“The reality is not everyone can live in a ground-oriented, single-family home. It’s simply not possible,” Jennifer Keesmaat told BNN in an interview. “There’s not enough land to accommodate that.”
Seventy per cent of millennials value home ownership, but plan to hold off on buying a home until they can afford one they want, a BMO survey revealed in April.
However, Keesmaat says that dream of owning a home may be further out of reach than millennials realize, especially as the price of single-detached family homes continues to increase – not to mention young people’s desire to live in walkable centres with nearby transit, where homes costs the most.
Keesmaat argues that young people in particular need to rethink their goals of owning a single-family home if they want to live in an area accessible to the city.

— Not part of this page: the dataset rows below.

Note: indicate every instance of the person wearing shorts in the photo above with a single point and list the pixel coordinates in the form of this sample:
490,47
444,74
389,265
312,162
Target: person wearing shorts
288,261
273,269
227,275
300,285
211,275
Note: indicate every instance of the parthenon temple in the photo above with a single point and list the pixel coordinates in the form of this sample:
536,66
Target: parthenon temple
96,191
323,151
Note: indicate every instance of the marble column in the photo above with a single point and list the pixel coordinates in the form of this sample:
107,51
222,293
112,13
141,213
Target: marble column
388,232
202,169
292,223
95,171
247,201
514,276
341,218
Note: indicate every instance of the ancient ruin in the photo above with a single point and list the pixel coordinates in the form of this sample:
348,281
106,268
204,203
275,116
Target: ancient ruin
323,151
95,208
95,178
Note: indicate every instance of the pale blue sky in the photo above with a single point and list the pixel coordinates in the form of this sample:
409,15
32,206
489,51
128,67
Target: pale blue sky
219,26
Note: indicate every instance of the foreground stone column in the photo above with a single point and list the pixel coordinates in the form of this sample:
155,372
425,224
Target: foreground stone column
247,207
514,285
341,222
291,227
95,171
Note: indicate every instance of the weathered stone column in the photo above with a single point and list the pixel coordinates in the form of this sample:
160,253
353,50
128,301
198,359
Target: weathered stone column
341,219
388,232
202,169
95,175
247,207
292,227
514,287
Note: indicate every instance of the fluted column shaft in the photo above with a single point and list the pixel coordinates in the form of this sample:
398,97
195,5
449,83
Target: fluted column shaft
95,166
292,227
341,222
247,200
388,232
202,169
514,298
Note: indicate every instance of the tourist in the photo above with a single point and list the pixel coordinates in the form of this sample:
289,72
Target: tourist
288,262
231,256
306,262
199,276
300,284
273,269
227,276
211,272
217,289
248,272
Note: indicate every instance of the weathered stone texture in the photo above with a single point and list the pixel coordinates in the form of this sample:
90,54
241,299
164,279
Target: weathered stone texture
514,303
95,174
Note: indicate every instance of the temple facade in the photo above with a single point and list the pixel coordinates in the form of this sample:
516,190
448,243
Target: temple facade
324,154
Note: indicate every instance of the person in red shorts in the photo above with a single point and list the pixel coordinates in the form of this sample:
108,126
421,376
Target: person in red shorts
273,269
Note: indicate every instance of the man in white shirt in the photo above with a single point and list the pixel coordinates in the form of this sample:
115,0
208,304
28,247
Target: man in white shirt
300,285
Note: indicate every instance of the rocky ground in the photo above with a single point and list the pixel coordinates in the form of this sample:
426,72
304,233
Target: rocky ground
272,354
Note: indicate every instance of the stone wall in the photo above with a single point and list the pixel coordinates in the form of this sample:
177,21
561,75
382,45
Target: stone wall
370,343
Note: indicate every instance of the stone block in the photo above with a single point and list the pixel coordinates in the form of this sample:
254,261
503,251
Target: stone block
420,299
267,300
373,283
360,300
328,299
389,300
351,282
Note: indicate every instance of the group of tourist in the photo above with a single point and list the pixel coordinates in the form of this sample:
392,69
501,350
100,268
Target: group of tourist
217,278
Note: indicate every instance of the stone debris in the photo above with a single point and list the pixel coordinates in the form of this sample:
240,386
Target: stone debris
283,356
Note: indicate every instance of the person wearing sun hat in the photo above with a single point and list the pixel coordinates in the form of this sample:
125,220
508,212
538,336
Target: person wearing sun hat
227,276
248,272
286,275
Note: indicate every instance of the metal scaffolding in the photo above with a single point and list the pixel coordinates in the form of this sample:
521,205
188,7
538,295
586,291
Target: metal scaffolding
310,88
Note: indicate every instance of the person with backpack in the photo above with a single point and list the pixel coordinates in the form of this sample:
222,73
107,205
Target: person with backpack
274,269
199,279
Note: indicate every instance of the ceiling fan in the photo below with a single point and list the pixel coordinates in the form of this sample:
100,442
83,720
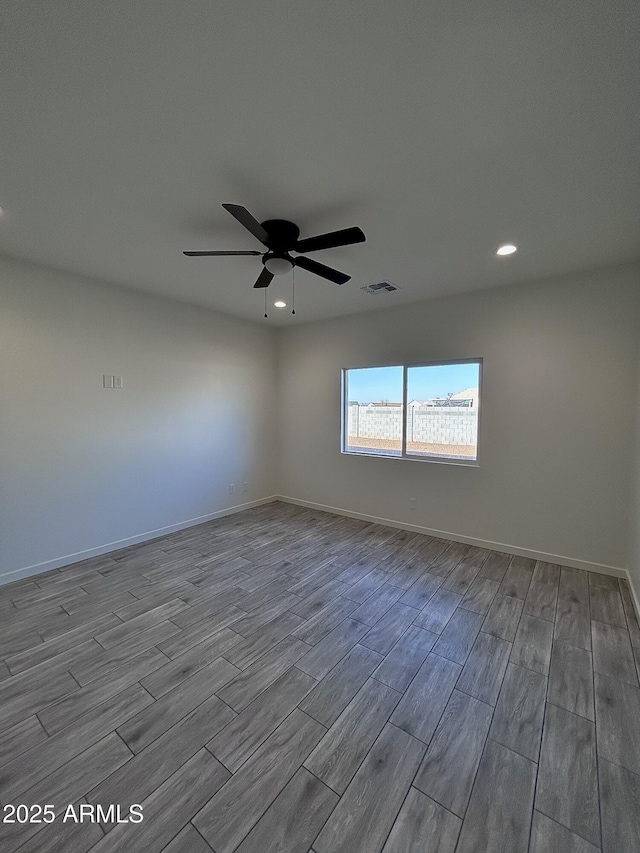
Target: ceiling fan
281,238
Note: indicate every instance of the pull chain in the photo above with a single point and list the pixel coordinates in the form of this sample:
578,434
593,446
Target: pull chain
293,290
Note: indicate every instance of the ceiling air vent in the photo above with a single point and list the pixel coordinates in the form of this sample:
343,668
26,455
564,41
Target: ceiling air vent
380,287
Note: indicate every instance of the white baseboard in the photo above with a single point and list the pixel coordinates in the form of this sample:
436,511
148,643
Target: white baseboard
634,595
68,559
561,560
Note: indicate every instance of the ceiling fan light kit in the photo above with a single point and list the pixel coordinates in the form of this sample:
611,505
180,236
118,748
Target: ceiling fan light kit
281,238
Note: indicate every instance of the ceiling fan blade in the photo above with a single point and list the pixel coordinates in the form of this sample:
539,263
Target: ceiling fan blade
329,241
202,254
250,223
264,279
322,270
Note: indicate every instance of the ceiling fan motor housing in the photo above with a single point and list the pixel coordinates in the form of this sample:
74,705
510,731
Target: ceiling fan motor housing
278,264
283,235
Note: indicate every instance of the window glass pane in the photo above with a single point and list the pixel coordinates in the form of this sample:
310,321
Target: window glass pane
442,410
373,416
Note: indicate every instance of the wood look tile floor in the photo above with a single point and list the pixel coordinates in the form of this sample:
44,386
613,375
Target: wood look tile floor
293,681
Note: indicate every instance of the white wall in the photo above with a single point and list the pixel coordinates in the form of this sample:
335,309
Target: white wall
634,533
556,484
82,467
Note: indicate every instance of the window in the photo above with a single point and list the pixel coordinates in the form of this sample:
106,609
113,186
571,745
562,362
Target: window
423,411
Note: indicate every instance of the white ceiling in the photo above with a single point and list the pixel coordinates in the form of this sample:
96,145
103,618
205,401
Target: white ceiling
442,129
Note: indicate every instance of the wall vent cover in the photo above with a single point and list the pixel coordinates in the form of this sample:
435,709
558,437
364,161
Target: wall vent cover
380,287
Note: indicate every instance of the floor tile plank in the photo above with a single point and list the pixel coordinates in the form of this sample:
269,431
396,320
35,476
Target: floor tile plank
567,789
517,722
547,836
340,752
532,644
331,696
484,670
404,660
228,817
294,818
421,707
571,680
360,823
450,764
620,805
423,825
499,814
241,737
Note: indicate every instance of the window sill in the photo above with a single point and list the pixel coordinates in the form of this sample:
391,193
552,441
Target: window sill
438,460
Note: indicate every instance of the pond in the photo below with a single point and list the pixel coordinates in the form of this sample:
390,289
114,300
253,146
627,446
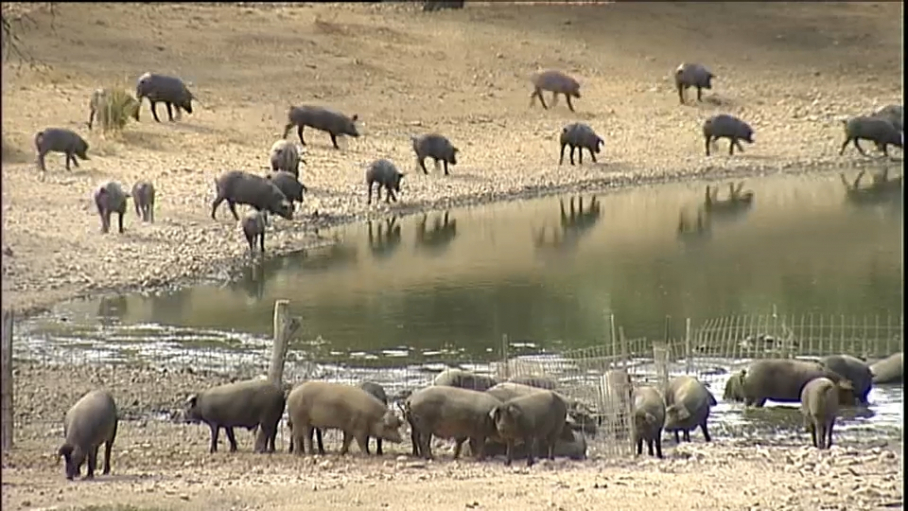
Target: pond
421,291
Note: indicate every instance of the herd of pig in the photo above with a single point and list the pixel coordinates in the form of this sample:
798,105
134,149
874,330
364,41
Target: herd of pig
524,417
278,192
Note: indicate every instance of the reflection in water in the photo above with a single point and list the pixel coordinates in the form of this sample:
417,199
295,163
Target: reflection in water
802,249
882,189
111,309
338,255
439,238
573,225
252,280
385,241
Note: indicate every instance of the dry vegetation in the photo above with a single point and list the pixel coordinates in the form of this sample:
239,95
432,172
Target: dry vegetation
791,70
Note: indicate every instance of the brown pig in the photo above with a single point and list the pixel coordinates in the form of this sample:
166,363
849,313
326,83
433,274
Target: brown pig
247,404
90,422
326,405
782,380
464,379
541,382
820,405
450,412
535,418
687,404
649,418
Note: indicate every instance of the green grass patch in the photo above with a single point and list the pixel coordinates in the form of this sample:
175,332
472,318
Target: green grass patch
115,108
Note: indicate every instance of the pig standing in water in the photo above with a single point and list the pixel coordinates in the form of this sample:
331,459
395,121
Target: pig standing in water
537,419
324,405
90,422
687,407
820,405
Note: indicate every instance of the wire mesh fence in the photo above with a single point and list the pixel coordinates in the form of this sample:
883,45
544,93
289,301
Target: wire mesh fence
152,379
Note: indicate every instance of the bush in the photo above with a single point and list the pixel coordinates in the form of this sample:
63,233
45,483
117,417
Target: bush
115,107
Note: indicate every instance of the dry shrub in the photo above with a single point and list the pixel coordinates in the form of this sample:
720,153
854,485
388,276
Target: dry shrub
115,107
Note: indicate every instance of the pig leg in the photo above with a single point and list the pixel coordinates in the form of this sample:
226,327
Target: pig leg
363,442
458,445
92,462
231,438
541,99
348,439
214,206
154,110
214,438
232,206
425,445
844,145
108,445
531,450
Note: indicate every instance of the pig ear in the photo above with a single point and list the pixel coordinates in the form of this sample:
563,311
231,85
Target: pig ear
65,450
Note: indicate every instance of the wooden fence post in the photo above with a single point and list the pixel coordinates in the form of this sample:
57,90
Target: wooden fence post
689,352
285,327
505,356
6,394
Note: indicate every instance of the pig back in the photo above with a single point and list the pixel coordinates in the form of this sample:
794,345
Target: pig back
333,405
541,382
242,404
450,412
541,414
509,390
781,379
464,379
854,370
820,398
92,420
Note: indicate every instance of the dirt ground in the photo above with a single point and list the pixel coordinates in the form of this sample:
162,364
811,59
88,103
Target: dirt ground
791,70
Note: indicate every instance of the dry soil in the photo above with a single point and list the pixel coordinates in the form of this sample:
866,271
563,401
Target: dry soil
791,70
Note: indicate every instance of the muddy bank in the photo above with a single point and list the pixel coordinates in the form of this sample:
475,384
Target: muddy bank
380,62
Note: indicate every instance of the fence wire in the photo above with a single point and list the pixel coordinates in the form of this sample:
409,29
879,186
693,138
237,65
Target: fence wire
152,381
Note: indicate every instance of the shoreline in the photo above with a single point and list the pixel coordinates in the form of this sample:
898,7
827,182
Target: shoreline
231,265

“As land goes up in value, we need to adjust our expectations,” she said.
Finding a solution
Although a lack of land and high costs are making it difficult for young people in Toronto to break into the housing market, one researcher says there’s “nothing Toronto can do.”

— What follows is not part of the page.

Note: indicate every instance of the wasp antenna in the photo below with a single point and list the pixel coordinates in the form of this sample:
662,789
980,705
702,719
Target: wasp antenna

Frank Clayton, a senior research fellow at the Centre for Urban Research and Land Development at Ryerson University, told BNN in an interview Thursday that because supply is constrained in the city, it’s a “905 problem,” in reference to the area code covering some of Toronto’s suburbs.

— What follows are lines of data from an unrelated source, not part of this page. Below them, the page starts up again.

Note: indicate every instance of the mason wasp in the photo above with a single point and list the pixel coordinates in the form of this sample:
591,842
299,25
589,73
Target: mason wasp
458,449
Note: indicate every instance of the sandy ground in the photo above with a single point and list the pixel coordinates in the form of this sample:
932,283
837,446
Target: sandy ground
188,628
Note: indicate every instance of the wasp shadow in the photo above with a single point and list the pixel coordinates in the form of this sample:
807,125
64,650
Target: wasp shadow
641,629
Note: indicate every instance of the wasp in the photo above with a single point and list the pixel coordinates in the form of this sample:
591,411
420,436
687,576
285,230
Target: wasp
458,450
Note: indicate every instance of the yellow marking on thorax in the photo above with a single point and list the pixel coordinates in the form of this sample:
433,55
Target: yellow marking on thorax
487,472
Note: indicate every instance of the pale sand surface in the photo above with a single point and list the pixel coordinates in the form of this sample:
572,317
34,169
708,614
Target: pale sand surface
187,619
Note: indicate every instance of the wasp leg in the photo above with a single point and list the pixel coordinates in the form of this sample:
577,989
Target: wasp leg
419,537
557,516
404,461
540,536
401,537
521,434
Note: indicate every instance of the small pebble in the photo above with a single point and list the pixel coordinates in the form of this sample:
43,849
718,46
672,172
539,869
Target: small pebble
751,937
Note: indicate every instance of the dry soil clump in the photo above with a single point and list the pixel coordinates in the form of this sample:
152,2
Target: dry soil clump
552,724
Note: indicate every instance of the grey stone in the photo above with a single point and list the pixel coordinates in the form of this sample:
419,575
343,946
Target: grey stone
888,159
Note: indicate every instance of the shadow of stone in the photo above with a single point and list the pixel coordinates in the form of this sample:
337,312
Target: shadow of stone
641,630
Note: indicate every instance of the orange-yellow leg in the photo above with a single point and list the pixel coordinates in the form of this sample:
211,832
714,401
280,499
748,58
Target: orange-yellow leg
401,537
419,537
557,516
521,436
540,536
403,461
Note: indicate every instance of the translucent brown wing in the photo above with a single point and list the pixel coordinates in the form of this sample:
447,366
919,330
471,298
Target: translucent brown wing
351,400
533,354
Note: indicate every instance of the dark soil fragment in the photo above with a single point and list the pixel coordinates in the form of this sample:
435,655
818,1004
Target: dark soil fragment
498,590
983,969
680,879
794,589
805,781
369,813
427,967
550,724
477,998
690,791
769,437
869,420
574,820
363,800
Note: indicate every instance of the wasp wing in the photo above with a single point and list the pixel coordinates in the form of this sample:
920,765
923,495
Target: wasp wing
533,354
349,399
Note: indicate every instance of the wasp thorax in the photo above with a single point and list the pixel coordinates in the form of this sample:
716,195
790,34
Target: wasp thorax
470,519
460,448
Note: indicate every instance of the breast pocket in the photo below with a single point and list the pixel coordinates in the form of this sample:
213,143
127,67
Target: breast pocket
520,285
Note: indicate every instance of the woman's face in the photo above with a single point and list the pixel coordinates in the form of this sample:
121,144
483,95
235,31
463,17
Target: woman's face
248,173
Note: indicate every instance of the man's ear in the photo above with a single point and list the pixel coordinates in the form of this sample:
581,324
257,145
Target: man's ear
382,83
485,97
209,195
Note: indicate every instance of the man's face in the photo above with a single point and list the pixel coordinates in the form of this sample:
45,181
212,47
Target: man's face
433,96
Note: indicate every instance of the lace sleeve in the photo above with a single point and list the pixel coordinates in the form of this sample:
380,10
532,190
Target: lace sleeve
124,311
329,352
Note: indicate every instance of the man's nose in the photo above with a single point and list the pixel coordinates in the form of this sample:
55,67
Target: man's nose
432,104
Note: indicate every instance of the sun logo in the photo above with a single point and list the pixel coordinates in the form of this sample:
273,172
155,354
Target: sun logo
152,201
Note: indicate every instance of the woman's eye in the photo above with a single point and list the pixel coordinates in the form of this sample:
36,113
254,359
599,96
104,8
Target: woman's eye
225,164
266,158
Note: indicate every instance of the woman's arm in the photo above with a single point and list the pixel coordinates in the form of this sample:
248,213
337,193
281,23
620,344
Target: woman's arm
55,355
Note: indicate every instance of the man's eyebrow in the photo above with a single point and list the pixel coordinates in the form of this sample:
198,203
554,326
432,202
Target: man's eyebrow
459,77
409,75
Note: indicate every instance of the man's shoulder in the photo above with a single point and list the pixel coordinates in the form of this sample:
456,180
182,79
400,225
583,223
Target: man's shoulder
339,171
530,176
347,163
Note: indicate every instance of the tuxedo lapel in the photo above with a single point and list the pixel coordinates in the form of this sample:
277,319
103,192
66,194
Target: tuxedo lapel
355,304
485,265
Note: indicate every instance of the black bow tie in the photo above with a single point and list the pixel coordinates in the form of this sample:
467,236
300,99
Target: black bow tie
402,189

But Keesmaat argues there is lots the city can do, like build laneway housing in neighbourhoods that can accommodate it.
Boom vs bubble
While there’s wide speculation that surging home prices have caused a bubble in Canada’s hot housing markets, Keesmaat says that 96 per cent of the 39,000 units built in Toronto over the last year – mostly condos—are occupied, meaning that what Toronto is experiencing is more of a boom than a bubble.
“This is not housing being built on speculation, or being built for people who are not in fact going to be living in it,” she said. “We absolutely have a boom.”